Choosing the loud direction has proven to be one of our best decisions. Five months in, we constantly get compliments on the brand. It’s bold, fun and welcoming in a way that makes people want to be part of it.
We’ve seen you literally standing on the street with a sign. How else are you building awareness and scaling the brand?
At the start, it was organic social media and setting up a folding table on New York sidewalks next to farmers markets to sample the bars.
We have a sign that says, “We quit our jobs on Wall Street to make this protein bar. Please come try.” It works. Hundreds of people stop every time, and most of them say the sign pulled them in. Vulnerability goes a long way.
We’re now doing more trade shows, events with gyms and run clubs, and working with wellness communities and athletes. After securing an exciting retailer in Texas, we’ve started testing paid ads to drive awareness there, but we’re taking it slow.

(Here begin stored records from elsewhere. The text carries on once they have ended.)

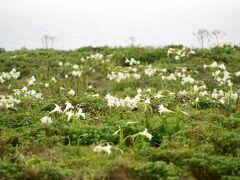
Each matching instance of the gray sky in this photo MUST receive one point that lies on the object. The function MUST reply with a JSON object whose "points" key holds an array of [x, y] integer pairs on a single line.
{"points": [[77, 23]]}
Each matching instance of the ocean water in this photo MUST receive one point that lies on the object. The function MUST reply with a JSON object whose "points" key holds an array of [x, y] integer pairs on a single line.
{"points": [[77, 23]]}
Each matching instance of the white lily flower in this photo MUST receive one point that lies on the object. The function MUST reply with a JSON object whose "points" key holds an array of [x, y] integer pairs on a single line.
{"points": [[46, 119], [162, 109], [57, 109], [69, 115], [80, 113]]}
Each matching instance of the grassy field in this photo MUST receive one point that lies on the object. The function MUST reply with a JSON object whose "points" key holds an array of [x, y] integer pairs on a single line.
{"points": [[120, 113]]}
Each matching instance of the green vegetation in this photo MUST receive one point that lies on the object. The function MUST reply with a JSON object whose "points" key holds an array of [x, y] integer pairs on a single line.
{"points": [[121, 131]]}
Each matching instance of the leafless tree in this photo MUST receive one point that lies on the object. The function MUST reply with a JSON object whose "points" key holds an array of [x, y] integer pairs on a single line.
{"points": [[217, 35], [47, 41], [202, 35]]}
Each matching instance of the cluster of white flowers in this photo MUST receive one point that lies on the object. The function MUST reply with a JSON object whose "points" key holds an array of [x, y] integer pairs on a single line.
{"points": [[8, 101], [120, 76], [28, 93], [132, 62], [13, 74], [125, 102], [221, 75], [224, 97], [179, 53], [180, 72], [70, 111]]}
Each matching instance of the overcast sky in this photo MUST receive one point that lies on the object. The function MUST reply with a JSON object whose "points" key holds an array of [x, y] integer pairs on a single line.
{"points": [[77, 23]]}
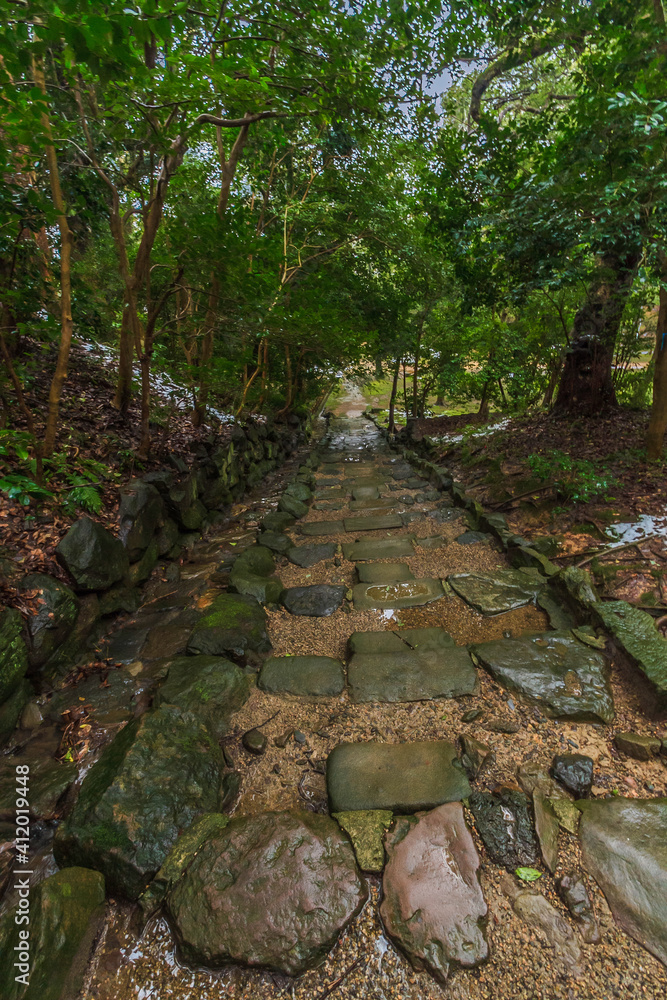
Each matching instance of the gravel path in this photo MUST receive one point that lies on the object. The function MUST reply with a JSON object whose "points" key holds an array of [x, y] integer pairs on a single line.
{"points": [[364, 965]]}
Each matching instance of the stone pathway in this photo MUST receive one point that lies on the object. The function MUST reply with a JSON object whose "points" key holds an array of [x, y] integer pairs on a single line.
{"points": [[361, 726]]}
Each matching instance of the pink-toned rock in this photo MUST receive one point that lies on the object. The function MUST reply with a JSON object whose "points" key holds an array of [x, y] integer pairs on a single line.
{"points": [[433, 907]]}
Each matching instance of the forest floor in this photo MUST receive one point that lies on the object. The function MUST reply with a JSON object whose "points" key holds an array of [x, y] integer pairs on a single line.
{"points": [[580, 486], [96, 444]]}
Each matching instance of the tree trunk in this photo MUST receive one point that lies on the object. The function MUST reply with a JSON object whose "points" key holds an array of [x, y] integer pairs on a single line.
{"points": [[586, 386], [415, 376], [658, 422], [60, 374], [392, 398]]}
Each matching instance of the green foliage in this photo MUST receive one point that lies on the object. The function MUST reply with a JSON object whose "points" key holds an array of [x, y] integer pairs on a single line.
{"points": [[576, 479]]}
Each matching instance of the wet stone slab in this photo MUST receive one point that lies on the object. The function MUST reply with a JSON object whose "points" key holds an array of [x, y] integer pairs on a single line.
{"points": [[504, 591], [433, 907], [624, 847], [383, 503], [308, 676], [636, 633], [379, 522], [318, 601], [402, 594], [314, 528], [384, 572], [362, 493], [412, 665], [307, 555], [385, 548], [401, 777], [565, 677]]}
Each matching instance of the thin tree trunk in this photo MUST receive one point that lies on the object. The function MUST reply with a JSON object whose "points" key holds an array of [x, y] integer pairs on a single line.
{"points": [[658, 423], [415, 375], [392, 398], [60, 374], [586, 385]]}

As a team of two, what’s the biggest challenge right now?
Time.
When there are only two of you, whatever you don’t do simply doesn’t get done. Production delays, packaging issues, wasted spend, we’ve faced all of it. But the real challenge is focus.
It’s about separating noise from signal. Blocking out distractions and focusing on the few things that truly move the needle. It sounds simple, but noise is everywhere. In business, in relationships, in life. Staying disciplined there is what we’re working on most right now.
Ok, before we hit final question time, we’d like to say thank you for taking time out for our questions. We LOVE your work. Now, about that last Q… What would you tell someone standing at the edge, thinking about starting?
Start.
There will always be a reason to wait. A safer job. A better time. A fallback option. But you’ll never know unless you try.
No first time founder starts as an expert. You start with what you know, and you figure out the rest along the way. Don’t let fear stop you from getting going.
And have fun with it. It’s easy to get consumed by the stress and the hours, but you chose this path. Be positive. Be goofy. Enjoy the process. That’s what makes it worth it.